MOV EBX, DWORD PTR [RAM_START]
          ; x86    absolute       ; 8B 1D    RAM_START   ; `movl RAM_START, %ebx`
          ; x86-64 RIP-relative   ; 8B 1D    RAM_START   ; `movl RAM_START(%rip), %ebx`
          ; x86-64 absolute       ; 8B 1C 25 RAM_START   ; `movl RAM_START, %ebx`

The first issue here is solved by interpreting it as an memory reference, but the ambiguity may still arise if the symbol results from a high-level language, such as C.

When targeting x86, the Microsoft compiler decorates C identifiers: External names that denote objects or functions with the __cdecl or __stdcall calling convention are prefixed with an underscore _; external names that denote functions with the __fastcall or __vectorcall calling convention are prefixed with an at symbol @. This technique prevents symbols from conflicting with keywords in assembly.

But it is no longer the case for x86-64 (as well as ARM and ARM64). If a user declares an external variable with the name RSI, the compiler may generate the ambiguous and incorrect

MOV EAX, DWORD PTR [RSI]    ; parsed as `movl (%rsi), %eax`
                            ; should have been `movl rsi, %eax`

This RFC proposes formalization of the Intel syntax, by disallowing certain constructions to resolve ambiguity.

The Proposal

  1. Indirect references shall always contain a mode specifier. Plain brackets are no longer allowed.

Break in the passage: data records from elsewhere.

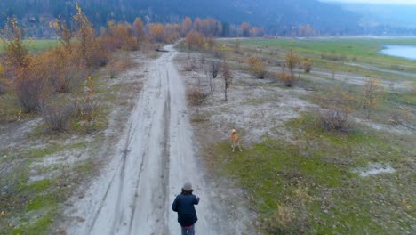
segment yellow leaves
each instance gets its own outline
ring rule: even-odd
[[[364,109],[375,108],[382,92],[381,79],[375,77],[367,79],[363,90],[362,108]]]
[[[76,12],[77,12],[78,14],[82,14],[82,13],[83,13],[83,10],[82,10],[81,7],[79,6],[78,2],[76,2]]]
[[[406,199],[402,199],[402,204],[403,204],[403,205],[406,205],[406,204],[407,204]],[[407,209],[407,210],[411,210],[411,209],[412,209],[412,205],[407,204],[407,205],[406,205],[406,209]]]

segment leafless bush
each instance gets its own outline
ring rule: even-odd
[[[224,79],[224,98],[227,101],[228,100],[228,89],[233,83],[233,74],[226,61],[222,64],[222,78]]]
[[[194,71],[196,69],[196,65],[195,64],[195,62],[189,61],[189,62],[188,62],[188,64],[184,67],[184,69],[187,72]]]
[[[19,102],[26,112],[38,111],[41,101],[47,96],[47,83],[42,75],[26,70],[19,75],[14,83],[14,91]]]
[[[210,73],[212,76],[212,78],[217,78],[220,67],[221,67],[221,64],[219,61],[212,61],[211,62]]]
[[[345,92],[335,93],[324,98],[320,115],[321,126],[325,130],[347,131],[351,112],[352,96]]]
[[[294,76],[286,73],[284,65],[282,67],[280,73],[277,73],[276,77],[288,87],[293,86],[297,81]]]
[[[63,132],[68,129],[69,118],[74,114],[74,107],[68,104],[42,103],[41,111],[49,130]]]
[[[87,96],[84,100],[76,100],[73,107],[76,117],[81,120],[91,122],[97,118],[99,105],[93,98]]]
[[[195,86],[188,93],[188,100],[191,105],[196,106],[203,104],[208,93],[204,93],[201,88]]]

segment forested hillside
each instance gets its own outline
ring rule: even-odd
[[[132,22],[141,17],[145,23],[180,22],[189,16],[212,17],[228,24],[247,21],[263,27],[267,33],[291,35],[301,25],[310,24],[321,35],[360,33],[358,15],[340,6],[316,0],[79,0],[80,6],[96,28],[109,20]],[[69,21],[75,0],[5,0],[0,2],[0,23],[15,15],[37,28],[52,18]],[[46,28],[44,28],[46,30]]]

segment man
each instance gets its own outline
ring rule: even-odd
[[[182,227],[182,235],[195,235],[195,223],[198,220],[194,205],[198,205],[199,198],[193,195],[192,184],[187,182],[182,192],[176,196],[172,209],[178,213],[178,223]]]

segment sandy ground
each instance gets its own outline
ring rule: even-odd
[[[197,234],[252,234],[245,209],[231,209],[204,170],[184,85],[172,63],[177,53],[172,45],[165,49],[170,52],[148,68],[112,160],[84,197],[73,199],[67,209],[68,234],[180,234],[171,204],[185,182],[201,198]]]

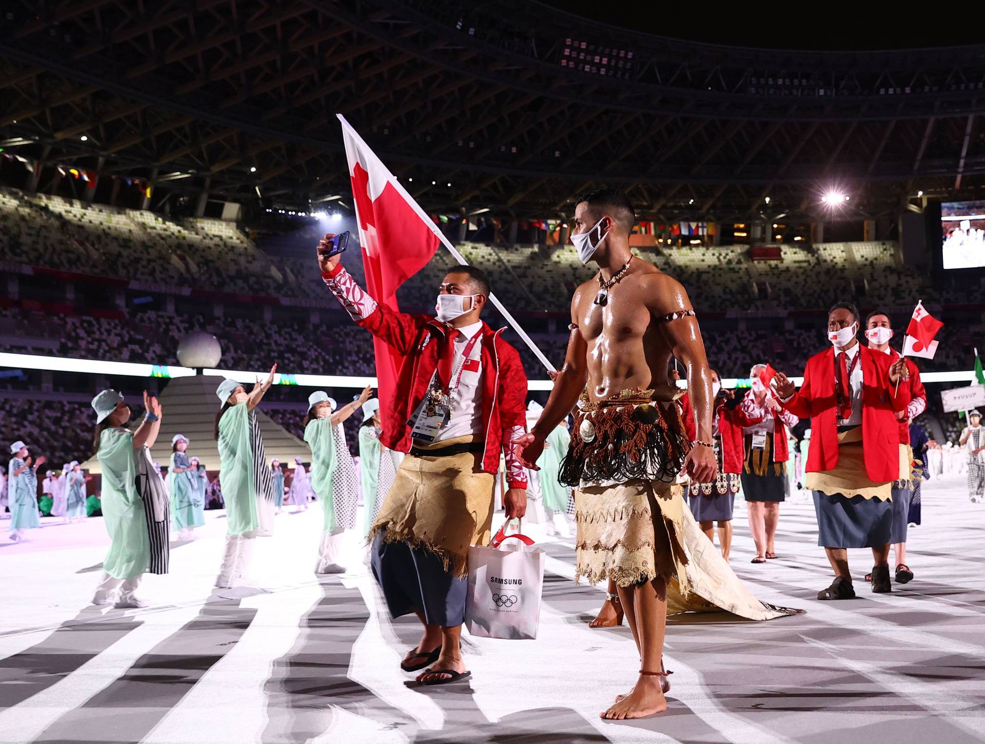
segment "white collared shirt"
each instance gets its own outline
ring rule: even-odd
[[[451,380],[449,385],[455,384],[458,377],[458,370],[462,368],[462,355],[465,353],[465,346],[469,341],[479,333],[482,333],[483,322],[473,323],[458,329],[458,336],[455,337],[455,361],[451,365]],[[434,437],[435,442],[443,442],[454,437],[465,437],[470,434],[477,437],[484,437],[483,431],[483,342],[480,339],[472,350],[469,352],[467,361],[471,362],[470,367],[474,369],[462,369],[462,382],[451,392],[451,417]]]
[[[856,343],[854,346],[852,346],[850,349],[844,352],[847,354],[847,357],[845,357],[846,367],[852,366],[852,359],[854,359],[861,353],[859,351],[860,348],[862,348],[862,344]],[[841,364],[841,362],[838,360],[838,354],[840,353],[842,353],[840,350],[838,350],[837,348],[834,349],[834,364],[836,367],[840,366]],[[837,373],[835,373],[834,376],[834,384],[835,386],[837,386],[838,384]],[[862,388],[864,386],[864,380],[862,377],[861,359],[858,360],[858,363],[855,365],[855,369],[852,370],[852,374],[848,380],[848,385],[850,388],[851,399],[852,399],[852,414],[844,421],[842,421],[839,418],[838,426],[859,426],[862,424]]]

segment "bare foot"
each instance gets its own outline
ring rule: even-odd
[[[640,675],[632,692],[616,702],[612,708],[599,713],[609,720],[645,718],[667,710],[667,701],[660,691],[661,677]]]
[[[588,624],[589,628],[615,628],[623,624],[623,605],[606,599],[598,616]]]
[[[437,657],[437,661],[427,667],[427,669],[451,669],[452,671],[457,671],[462,673],[466,671],[465,662],[462,661],[460,655],[451,655],[450,653],[445,654],[442,651],[441,654]],[[425,669],[421,674],[418,675],[418,682],[434,682],[439,679],[450,679],[450,674],[435,674],[433,672],[428,672]]]
[[[666,695],[667,693],[669,693],[671,691],[671,681],[669,679],[667,679],[667,675],[668,674],[673,674],[673,673],[674,672],[672,672],[672,671],[665,672],[664,674],[660,675],[660,677],[659,677],[659,679],[660,679],[660,692],[662,692],[664,695]],[[624,700],[624,698],[627,698],[631,694],[632,694],[632,691],[630,690],[625,695],[617,695],[616,696],[616,702],[619,703],[621,700]]]

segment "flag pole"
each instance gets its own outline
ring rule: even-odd
[[[368,145],[365,144],[365,141],[361,137],[360,137],[359,132],[357,132],[353,128],[352,124],[346,121],[346,117],[343,116],[342,114],[336,114],[336,116],[339,117],[339,121],[342,122],[342,126],[345,127],[346,131],[349,132],[349,134],[353,137],[353,139],[359,142],[365,150],[372,153],[372,150],[369,148]],[[373,156],[375,156],[375,155],[376,154],[373,153]],[[386,166],[384,165],[384,168]],[[410,205],[411,209],[414,210],[415,213],[417,213],[418,217],[421,217],[422,221],[424,221],[424,223],[427,225],[430,231],[437,236],[437,239],[441,241],[441,245],[443,245],[448,250],[448,252],[452,255],[452,257],[454,257],[455,261],[457,261],[462,266],[467,266],[469,262],[466,261],[464,258],[462,258],[462,254],[460,254],[457,250],[455,250],[455,246],[453,246],[451,242],[448,240],[448,238],[445,237],[444,233],[441,232],[440,229],[438,229],[437,225],[434,224],[434,220],[432,220],[427,216],[427,214],[423,209],[421,209],[421,205],[417,203],[414,197],[412,197],[410,194],[407,193],[407,189],[405,189],[403,184],[397,180],[397,177],[390,172],[389,168],[386,168],[386,172],[387,175],[389,176],[390,185],[397,190],[397,193],[399,193],[404,198],[404,201],[406,201],[407,204]],[[492,303],[493,307],[495,307],[496,310],[502,313],[502,317],[505,318],[506,322],[513,327],[513,330],[516,331],[517,334],[519,334],[520,338],[523,339],[523,341],[530,347],[530,350],[534,352],[534,354],[537,356],[538,359],[540,359],[541,364],[547,367],[549,372],[557,371],[557,367],[555,367],[555,365],[548,360],[548,358],[544,355],[544,352],[541,351],[541,349],[537,346],[536,343],[534,343],[533,339],[531,339],[527,335],[527,332],[520,327],[520,324],[516,322],[516,319],[510,314],[510,312],[505,307],[503,307],[502,303],[499,302],[498,298],[492,292],[490,292],[490,302]]]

    MOV EAX, [RCX]                         ; invalid: operand size and mode specifier are required
    MOV EAX, DWORD [RCX]                   ; invalid: mode specifier is required
    MOV EAX, DWORD PTR [RCX]               ; valid: `movl (%rcx), %eax`
    VMULPD ZMM0, ZMM1, QWORD BCST [RCX]    ; valid: `vmulpd (%rcx){1to8}, %zmm1, %zmm0`
    LEA RAX, bx[RIP]                       ; invalid: operand size and mode specifier are required
    LEA RAX, BYTE PTR bx[RIP]              ; valid: `leaq bx(%rip), %rax`
  2. Overriding segment registers shall occur before the operand size and mode specifier.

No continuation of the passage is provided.